David’s example of taking advantage of royal perquisites is painfully familiar. After his adultery with Bathsheba and the murder of her husband to conceal the crime, David relaxes with his lover to live a life of leisure and anesthetizes his conscience. Nathan, the court prophet, presents this parable (cf. 2 Sam. 12:1-15):
Now there came a traveler to the rich man, and he was unwilling to take one of his own flock or herd to prepare for the wayfarer who had come to him, but he took the poor man’s lamb, and prepared it for the man who had come to him.
David (like Judas and Herod) responds with fury. “Then David’s anger was greatly kindled against the man; and he said to Nathan, ‘As the Lord lives, the man who has done this deserves to die; and he shall restore the lamb fourfold, because he did this thing, and because he had no pity.’“ Nathan rejects David’s dishonest histrionics and exclaims his famous and courageous indictment, “Thou art the man!” (The Nathan Option precedes the Nathanael Option!)
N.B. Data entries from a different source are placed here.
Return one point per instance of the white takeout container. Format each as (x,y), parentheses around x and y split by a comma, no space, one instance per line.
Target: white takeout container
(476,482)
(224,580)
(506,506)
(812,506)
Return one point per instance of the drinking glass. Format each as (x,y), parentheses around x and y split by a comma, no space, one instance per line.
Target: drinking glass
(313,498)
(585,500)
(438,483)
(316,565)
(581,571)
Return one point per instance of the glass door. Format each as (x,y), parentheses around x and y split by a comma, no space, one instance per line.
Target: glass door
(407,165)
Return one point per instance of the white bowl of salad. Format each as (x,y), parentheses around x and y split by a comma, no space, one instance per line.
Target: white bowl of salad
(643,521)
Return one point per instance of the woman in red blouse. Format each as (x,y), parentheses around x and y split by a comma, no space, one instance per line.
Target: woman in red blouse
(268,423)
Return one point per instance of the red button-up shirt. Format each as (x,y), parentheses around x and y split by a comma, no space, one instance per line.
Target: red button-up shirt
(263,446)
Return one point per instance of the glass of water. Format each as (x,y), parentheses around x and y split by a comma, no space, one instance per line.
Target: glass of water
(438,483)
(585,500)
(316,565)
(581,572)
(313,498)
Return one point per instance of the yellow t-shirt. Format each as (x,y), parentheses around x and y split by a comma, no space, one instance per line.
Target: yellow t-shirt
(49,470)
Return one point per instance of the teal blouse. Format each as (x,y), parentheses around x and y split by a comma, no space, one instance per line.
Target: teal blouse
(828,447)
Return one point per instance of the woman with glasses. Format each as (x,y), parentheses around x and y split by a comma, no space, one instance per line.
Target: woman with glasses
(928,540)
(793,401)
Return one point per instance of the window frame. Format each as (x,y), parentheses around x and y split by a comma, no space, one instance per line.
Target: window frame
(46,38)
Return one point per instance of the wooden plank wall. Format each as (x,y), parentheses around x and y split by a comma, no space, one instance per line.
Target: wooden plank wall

David wasn’t like Herod. He didn’t behead Nathan for his honesty. David wasn’t like Judas. He didn’t despair when indicted for his duplicity. David repented his sins and humbly wrote the Miserere (Psalm 51), repeatedly read in the Divine Office by every priest and prelate:
Have mercy on me, O God, according to thy steadfast love;
according to thy abundant mercy blot out my transgressions.
Wash me thoroughly from my iniquity, and cleanse me from my sin!
For I know my transgressions, and my sin is ever before me.
Against thee, thee only, have I sinned, and done that which is evil in thy sight.
Priests, prophets, and kings often harbor the arrogance of guile and obduracy. The Church could use more apostles of Truth like Nathan and Nathanael.